Sources on sex are always hard to come by, and so are sources on illegal activities, so Smaal is working under a double disadvantage, but one of the characteristics of military organizations is that they are vast bureaucratic regimes with a capacity for generating endless paperwork – the raw material of historians.

Both the Australian and the American armies worried about homosexuality within their ranks, and its implications for the civilian community. These concerns were less moralistic than practical: as with women in the army today, the top brass worried that consensual same sex relationships might change the group dynamics of the fighting unit. They worried about non-consensual sex, or sex with young boys (though since all homosex was illegal, no legal age of consent existed). They worried about venereal disease.

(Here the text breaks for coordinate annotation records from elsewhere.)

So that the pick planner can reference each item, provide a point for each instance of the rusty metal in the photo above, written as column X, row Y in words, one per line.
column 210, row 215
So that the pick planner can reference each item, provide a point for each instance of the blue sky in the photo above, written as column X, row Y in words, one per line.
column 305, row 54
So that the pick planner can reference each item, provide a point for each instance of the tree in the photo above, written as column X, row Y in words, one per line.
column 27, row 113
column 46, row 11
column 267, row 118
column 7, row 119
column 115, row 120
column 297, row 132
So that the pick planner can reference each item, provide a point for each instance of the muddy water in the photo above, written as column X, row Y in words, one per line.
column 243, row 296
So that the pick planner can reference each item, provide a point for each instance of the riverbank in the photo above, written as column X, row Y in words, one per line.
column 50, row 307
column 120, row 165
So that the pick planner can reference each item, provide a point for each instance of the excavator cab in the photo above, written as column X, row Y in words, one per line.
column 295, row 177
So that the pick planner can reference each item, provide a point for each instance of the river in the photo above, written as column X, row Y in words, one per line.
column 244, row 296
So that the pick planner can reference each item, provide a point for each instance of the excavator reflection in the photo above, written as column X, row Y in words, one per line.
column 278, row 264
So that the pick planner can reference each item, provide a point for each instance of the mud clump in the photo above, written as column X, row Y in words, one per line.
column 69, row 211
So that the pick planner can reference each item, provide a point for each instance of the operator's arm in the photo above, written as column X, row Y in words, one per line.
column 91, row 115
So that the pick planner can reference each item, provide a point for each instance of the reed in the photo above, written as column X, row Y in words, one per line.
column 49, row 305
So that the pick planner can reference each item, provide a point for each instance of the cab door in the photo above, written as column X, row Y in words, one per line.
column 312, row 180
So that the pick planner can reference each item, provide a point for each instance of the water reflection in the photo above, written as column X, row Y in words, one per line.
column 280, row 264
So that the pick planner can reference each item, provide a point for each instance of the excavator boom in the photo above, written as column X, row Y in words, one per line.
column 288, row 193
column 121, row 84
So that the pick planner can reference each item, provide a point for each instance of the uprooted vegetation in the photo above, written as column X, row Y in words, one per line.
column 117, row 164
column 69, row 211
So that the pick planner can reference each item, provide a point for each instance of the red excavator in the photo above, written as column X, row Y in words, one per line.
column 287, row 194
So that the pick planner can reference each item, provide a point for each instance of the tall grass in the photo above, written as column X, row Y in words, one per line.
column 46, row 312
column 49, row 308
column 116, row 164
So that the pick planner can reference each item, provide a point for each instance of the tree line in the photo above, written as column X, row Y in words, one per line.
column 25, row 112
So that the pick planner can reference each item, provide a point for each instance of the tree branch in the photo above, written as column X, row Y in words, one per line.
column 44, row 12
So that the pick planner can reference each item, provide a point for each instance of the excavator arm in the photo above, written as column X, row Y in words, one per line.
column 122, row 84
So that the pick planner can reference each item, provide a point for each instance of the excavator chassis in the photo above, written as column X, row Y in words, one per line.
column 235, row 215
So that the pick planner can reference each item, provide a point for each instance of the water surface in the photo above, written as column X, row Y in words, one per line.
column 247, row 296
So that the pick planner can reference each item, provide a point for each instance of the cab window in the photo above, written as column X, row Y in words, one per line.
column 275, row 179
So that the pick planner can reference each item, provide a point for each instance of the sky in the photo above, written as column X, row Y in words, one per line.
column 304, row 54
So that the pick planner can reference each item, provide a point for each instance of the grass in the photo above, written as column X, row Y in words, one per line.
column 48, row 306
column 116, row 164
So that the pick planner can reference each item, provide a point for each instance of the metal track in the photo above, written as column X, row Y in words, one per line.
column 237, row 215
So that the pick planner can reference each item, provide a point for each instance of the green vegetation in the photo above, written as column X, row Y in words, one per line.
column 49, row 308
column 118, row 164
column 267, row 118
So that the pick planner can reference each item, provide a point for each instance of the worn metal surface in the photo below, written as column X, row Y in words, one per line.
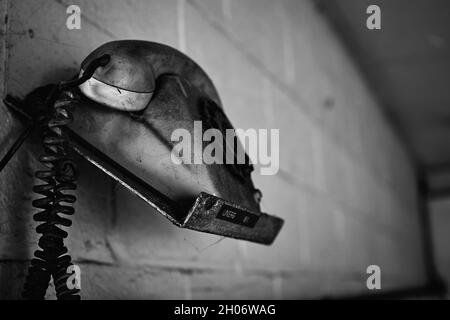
column 136, row 150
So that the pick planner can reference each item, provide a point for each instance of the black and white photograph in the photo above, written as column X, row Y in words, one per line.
column 224, row 156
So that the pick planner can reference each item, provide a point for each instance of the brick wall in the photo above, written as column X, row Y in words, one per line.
column 346, row 185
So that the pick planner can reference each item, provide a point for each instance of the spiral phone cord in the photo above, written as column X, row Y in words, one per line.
column 52, row 261
column 60, row 176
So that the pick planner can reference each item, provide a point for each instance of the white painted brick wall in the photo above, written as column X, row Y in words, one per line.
column 346, row 185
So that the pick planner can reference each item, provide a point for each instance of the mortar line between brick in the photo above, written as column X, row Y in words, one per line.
column 284, row 87
column 89, row 20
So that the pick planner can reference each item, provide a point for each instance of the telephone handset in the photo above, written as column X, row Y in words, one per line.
column 131, row 97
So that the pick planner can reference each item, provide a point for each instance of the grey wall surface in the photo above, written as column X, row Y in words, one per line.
column 346, row 185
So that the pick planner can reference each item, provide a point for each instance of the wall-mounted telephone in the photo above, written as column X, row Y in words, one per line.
column 119, row 114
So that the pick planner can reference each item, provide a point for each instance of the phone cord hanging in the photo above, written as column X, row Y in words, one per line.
column 52, row 260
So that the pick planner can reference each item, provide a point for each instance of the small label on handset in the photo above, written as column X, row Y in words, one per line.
column 237, row 216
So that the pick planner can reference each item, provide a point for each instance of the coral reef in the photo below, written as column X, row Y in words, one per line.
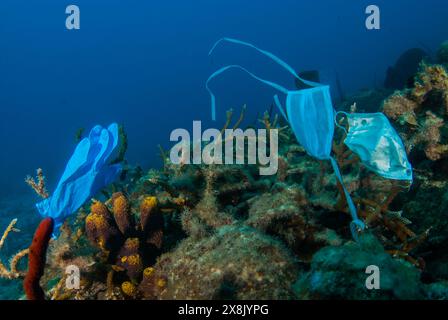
column 39, row 186
column 13, row 272
column 36, row 260
column 339, row 273
column 226, row 232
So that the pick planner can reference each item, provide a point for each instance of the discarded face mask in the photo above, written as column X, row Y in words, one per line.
column 86, row 173
column 309, row 112
column 375, row 141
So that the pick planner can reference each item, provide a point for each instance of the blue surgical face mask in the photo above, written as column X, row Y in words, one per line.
column 309, row 112
column 375, row 141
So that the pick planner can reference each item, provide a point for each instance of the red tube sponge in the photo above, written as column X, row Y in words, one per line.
column 36, row 260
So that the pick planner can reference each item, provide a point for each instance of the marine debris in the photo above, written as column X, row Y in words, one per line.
column 226, row 232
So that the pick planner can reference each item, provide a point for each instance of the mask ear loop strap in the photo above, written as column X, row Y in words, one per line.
column 268, row 54
column 336, row 121
column 234, row 66
column 356, row 223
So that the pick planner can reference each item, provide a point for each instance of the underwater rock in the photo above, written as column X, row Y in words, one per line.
column 339, row 273
column 420, row 114
column 442, row 53
column 130, row 258
column 101, row 229
column 235, row 263
column 122, row 213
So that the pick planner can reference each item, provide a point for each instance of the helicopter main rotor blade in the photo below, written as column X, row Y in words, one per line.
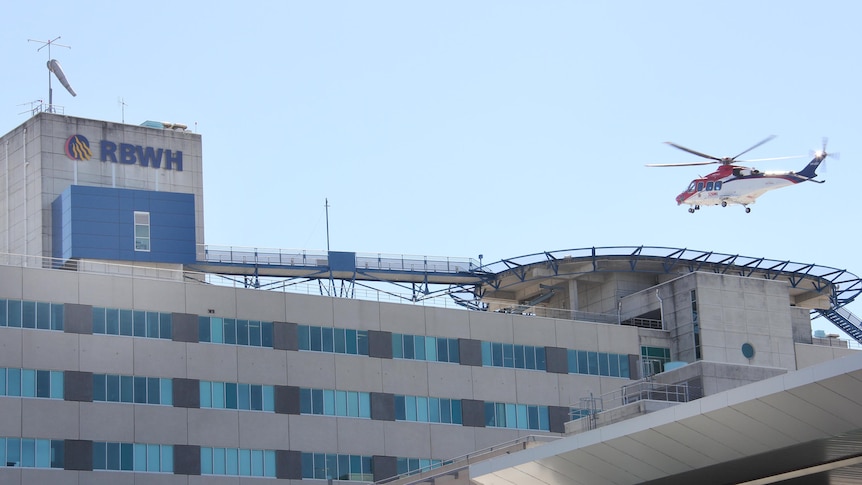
column 689, row 164
column 770, row 137
column 791, row 157
column 693, row 152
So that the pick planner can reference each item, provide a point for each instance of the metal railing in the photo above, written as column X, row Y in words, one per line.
column 319, row 258
column 464, row 461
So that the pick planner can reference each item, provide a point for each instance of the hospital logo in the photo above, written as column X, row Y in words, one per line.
column 78, row 148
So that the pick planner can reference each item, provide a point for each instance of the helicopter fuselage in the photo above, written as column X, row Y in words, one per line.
column 734, row 184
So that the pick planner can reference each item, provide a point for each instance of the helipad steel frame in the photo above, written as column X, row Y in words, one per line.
column 429, row 277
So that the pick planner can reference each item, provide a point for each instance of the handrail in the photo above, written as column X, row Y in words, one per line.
column 469, row 458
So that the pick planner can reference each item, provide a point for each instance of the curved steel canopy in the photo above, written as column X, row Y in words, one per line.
column 841, row 285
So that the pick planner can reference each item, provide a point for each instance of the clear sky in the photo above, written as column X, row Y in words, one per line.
column 459, row 128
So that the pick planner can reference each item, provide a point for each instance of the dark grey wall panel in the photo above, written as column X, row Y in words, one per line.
column 382, row 406
column 285, row 336
column 380, row 344
column 187, row 460
column 557, row 360
column 286, row 399
column 473, row 413
column 384, row 467
column 288, row 465
column 78, row 455
column 185, row 327
column 78, row 386
column 470, row 352
column 187, row 393
column 77, row 318
column 558, row 416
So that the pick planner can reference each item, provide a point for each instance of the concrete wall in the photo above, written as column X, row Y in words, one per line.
column 100, row 421
column 34, row 164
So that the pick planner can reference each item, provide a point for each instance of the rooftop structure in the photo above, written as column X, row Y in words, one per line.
column 131, row 352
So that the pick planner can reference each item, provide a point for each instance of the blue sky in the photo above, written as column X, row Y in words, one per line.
column 454, row 128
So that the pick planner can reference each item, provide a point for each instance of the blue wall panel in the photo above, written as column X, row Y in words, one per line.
column 98, row 223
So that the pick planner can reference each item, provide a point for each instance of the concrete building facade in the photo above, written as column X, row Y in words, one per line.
column 120, row 364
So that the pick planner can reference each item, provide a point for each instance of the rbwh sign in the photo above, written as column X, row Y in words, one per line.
column 78, row 148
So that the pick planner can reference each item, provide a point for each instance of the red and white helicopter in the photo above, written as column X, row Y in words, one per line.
column 738, row 184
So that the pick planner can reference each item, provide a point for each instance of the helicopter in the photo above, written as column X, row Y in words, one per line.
column 739, row 184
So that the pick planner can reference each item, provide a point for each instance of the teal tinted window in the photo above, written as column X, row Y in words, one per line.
column 335, row 403
column 138, row 457
column 132, row 389
column 324, row 339
column 338, row 467
column 237, row 462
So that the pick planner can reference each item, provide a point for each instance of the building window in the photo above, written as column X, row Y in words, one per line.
column 321, row 466
column 517, row 416
column 132, row 323
column 133, row 457
column 130, row 389
column 336, row 340
column 695, row 324
column 598, row 363
column 514, row 356
column 427, row 409
column 31, row 314
column 232, row 331
column 31, row 453
column 142, row 231
column 654, row 359
column 238, row 462
column 329, row 402
column 31, row 383
column 419, row 347
column 230, row 395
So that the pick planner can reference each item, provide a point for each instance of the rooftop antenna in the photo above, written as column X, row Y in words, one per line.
column 54, row 66
column 326, row 205
column 122, row 103
column 35, row 106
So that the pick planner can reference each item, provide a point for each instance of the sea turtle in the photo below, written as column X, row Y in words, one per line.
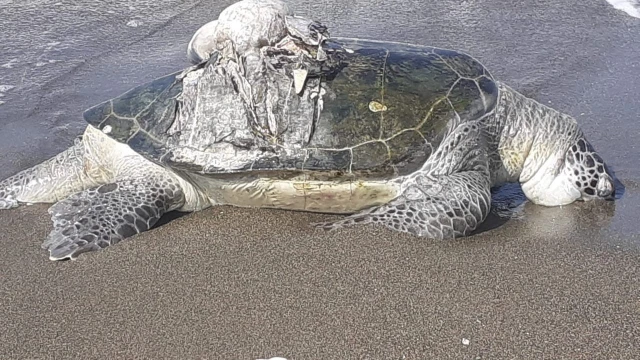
column 278, row 114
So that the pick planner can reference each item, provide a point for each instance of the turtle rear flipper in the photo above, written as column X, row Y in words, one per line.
column 96, row 218
column 449, row 197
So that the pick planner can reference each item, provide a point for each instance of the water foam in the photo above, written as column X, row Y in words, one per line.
column 631, row 7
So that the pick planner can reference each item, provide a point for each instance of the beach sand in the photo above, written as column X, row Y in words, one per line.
column 229, row 283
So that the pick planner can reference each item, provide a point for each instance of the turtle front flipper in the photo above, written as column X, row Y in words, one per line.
column 96, row 218
column 449, row 197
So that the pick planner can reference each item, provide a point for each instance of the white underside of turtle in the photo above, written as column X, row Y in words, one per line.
column 276, row 114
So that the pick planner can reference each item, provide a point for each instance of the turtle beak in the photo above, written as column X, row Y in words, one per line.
column 606, row 188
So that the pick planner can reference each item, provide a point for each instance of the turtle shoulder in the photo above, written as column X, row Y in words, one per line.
column 388, row 105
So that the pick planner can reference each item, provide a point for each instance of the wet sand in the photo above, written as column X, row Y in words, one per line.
column 229, row 283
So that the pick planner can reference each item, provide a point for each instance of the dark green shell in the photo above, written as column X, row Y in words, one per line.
column 385, row 109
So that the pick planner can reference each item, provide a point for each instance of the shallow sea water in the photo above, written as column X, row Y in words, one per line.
column 580, row 57
column 245, row 283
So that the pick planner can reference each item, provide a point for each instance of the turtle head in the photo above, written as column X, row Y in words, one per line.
column 575, row 172
column 587, row 172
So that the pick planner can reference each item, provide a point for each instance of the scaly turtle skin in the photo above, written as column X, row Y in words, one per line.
column 275, row 113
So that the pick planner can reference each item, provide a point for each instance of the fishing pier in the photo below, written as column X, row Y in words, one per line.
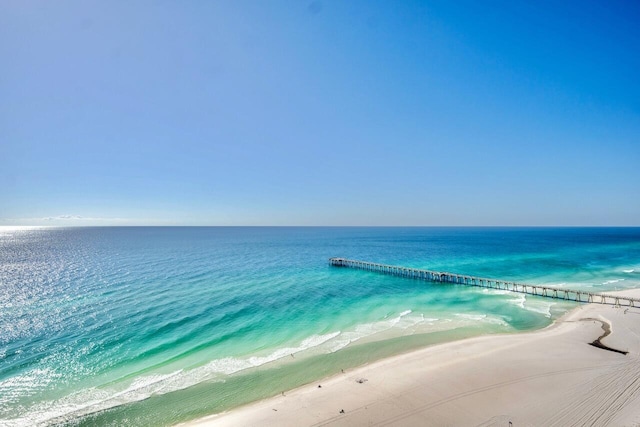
column 461, row 279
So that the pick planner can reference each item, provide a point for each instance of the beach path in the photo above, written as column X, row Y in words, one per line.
column 551, row 377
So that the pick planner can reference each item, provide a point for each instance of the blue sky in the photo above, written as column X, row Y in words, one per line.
column 319, row 113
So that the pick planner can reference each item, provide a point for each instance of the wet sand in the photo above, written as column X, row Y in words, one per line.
column 553, row 377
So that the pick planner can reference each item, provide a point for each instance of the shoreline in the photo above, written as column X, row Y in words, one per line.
column 529, row 378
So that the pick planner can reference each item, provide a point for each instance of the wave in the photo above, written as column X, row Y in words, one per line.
column 533, row 305
column 94, row 400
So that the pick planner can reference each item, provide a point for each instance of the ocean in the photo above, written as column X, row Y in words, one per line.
column 160, row 325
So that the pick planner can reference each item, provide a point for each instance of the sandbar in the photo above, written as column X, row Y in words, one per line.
column 550, row 377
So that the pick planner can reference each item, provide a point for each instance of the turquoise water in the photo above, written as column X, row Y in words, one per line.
column 154, row 326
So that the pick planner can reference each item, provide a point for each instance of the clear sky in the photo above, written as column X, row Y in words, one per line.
column 319, row 113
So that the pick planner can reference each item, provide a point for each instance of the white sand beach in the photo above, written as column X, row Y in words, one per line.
column 551, row 377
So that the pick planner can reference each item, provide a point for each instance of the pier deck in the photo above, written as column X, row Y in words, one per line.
column 461, row 279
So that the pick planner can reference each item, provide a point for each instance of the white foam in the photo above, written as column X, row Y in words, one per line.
column 402, row 321
column 519, row 300
column 94, row 400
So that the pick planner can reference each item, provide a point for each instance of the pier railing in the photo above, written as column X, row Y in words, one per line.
column 461, row 279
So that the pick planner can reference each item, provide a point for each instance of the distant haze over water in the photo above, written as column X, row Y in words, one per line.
column 158, row 325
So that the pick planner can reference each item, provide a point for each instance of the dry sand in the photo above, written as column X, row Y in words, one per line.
column 551, row 377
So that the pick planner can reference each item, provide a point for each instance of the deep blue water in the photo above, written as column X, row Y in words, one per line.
column 136, row 324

Smaal looks beyond Brisbane to other places across the South Pacific where soldiers met and mingled – and encountered other races and cultures, with different attitudes towards homosexual relations, looking particularly at the experiences of the Australians in New Guinea and the Americans in New Caledonia.

Studies of same sex relations can often be a rather cheerless read, partly because medical and criminal records invariably form an important part of the research on which they are based. What I like particularly about Smaal’s book is that his subjects are not constantly viewed in the dock, or under the microscope, but were frequently joyful participants of the world they inhabited, ‘a very social world. Australian girls and US belles made their own fun. Friends and lovers organized regular get-togethers and sing songs.’ [83] It sounds like the obverse of the nurses and marines in South Pacific, and no doubt it was fun – though the slightly hysterical fun that young men on a battlefront engage in, constantly aware of their own mortality in a war zone.

It was a world that operated below the radar. Though many of the men Smaal describes were good soldiers and brave men, they inhabited a world that was out of kilter with the dominant narrative of manly fighting men and the Anzac spirit. As Robert Aldrich said, when he launched the book last Thursday, the word ‘Anzac’ is even missing from the index – and how good is that.